Später wird sie der kalt schneidende Wind zwingen, ihr Vorhaben frühzeitig abzubrechen. Gut gelaunt und befreit von schweren Gedanken ziehen sie von dannen, müde, abgekämpft und mit dem wohligen Gefühl, wieder einmal etwas Handfestes getan zu haben. Die Mädchen protestieren (wir wollen fischen! wir wollen fischen!) und sind insgeheim froh (die kalten Füsse!), das Eisfeld räumen zu können.

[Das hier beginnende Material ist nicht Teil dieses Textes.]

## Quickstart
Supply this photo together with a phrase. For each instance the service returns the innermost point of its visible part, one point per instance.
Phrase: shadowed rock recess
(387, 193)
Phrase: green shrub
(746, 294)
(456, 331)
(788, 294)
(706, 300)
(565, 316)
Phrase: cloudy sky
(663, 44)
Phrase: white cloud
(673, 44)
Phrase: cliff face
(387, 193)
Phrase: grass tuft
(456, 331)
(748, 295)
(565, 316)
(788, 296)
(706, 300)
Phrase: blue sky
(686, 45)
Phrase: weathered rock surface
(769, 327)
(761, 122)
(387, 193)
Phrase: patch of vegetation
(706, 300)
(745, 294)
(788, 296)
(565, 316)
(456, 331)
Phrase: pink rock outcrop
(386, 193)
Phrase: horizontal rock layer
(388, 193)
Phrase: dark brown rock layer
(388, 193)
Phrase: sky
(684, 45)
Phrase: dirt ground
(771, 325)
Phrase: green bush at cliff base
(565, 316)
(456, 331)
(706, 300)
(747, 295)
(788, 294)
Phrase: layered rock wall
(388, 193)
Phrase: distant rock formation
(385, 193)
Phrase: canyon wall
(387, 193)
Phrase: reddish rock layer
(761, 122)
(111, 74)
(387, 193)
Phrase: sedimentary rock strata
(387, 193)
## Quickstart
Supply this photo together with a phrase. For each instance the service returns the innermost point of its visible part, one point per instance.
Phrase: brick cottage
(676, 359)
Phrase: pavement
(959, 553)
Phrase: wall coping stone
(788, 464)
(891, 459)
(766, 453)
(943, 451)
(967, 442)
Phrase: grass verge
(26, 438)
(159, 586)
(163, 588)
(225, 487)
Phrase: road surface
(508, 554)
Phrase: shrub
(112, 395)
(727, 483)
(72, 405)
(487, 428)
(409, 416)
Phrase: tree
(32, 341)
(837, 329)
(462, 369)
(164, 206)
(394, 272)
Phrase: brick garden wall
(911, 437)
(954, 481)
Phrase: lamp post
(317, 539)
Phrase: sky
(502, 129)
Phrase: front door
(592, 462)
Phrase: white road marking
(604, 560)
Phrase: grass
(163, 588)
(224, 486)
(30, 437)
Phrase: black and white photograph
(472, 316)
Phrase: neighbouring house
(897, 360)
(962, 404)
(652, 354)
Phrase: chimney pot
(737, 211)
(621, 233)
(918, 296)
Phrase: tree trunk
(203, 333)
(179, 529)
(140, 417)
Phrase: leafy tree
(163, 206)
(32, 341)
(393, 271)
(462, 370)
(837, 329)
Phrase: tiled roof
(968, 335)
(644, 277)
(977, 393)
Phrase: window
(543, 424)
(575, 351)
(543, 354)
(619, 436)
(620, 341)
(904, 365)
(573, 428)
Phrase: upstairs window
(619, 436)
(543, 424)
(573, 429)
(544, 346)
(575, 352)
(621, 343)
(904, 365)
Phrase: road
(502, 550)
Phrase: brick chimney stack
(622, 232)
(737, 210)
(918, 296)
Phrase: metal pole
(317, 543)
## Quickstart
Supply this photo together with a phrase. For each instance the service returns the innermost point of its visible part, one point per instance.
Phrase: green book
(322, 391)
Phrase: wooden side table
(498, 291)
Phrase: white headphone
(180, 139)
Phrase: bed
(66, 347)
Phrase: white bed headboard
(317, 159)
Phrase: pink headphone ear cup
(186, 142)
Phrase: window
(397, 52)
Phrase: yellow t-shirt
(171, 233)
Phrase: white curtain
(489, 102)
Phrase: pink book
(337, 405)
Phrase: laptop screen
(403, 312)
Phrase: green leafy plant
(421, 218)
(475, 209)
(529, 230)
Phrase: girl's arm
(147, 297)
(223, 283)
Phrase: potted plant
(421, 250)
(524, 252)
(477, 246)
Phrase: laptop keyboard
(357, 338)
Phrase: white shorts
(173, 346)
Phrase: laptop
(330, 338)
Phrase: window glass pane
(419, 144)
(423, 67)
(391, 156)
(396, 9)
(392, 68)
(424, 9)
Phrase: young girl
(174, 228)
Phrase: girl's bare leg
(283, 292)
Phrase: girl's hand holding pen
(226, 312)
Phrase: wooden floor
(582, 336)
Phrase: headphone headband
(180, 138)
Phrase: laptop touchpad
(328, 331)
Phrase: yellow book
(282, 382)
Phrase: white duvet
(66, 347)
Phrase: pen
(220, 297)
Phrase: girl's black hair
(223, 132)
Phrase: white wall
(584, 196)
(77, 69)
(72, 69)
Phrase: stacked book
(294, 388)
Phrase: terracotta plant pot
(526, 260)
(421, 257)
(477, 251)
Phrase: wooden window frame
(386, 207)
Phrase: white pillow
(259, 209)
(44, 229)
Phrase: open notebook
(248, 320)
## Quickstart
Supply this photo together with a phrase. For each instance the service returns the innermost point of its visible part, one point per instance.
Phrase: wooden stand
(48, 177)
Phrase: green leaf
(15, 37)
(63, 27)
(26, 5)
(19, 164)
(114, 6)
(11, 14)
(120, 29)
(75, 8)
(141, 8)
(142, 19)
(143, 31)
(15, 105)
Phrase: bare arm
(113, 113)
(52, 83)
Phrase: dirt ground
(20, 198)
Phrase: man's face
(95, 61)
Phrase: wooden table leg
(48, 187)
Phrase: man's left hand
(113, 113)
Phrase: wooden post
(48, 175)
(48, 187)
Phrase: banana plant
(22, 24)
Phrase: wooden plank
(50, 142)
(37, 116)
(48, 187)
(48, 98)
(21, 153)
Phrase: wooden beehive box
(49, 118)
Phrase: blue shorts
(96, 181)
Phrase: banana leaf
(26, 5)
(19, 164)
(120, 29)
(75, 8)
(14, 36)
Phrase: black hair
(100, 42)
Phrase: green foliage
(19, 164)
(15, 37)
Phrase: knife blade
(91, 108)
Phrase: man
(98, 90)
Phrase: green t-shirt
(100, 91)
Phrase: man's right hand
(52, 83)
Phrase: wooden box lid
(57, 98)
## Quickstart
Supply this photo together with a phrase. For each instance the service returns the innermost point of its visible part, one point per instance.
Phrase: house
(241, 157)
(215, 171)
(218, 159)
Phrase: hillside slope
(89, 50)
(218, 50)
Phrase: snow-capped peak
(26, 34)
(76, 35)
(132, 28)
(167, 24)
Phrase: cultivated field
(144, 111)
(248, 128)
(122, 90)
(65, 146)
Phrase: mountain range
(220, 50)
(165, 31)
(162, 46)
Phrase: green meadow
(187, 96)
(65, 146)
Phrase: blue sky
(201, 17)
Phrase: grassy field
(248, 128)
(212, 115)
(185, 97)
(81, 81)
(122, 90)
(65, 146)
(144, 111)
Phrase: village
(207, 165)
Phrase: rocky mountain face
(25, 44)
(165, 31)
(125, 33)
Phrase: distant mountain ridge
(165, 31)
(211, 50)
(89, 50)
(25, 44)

Die Jungs sind in Wahrheit längst erwachsen und konnten wieder einmal Kind sein. Später, beim gemeinsamen Nachtessen, werden sie kichernd an ihr Abenteuer denken, etwas fachsimpeln und sich gegenseitig zuprosten. Wie Jungs von damals. Nur dass sie mittlerweile schon etwas älter geworden sind. 

Mittwoch, 11. April 2012

Kalt erwischt

Kaum zurück aus dem Kurzurlaub, hat es mich wieder erwischt: voller Terminkalender.
Ich bin schon jetzt müde, nur wenn ich daran denke, was ich alles noch machen sollte. Wochenende eingeschlossen.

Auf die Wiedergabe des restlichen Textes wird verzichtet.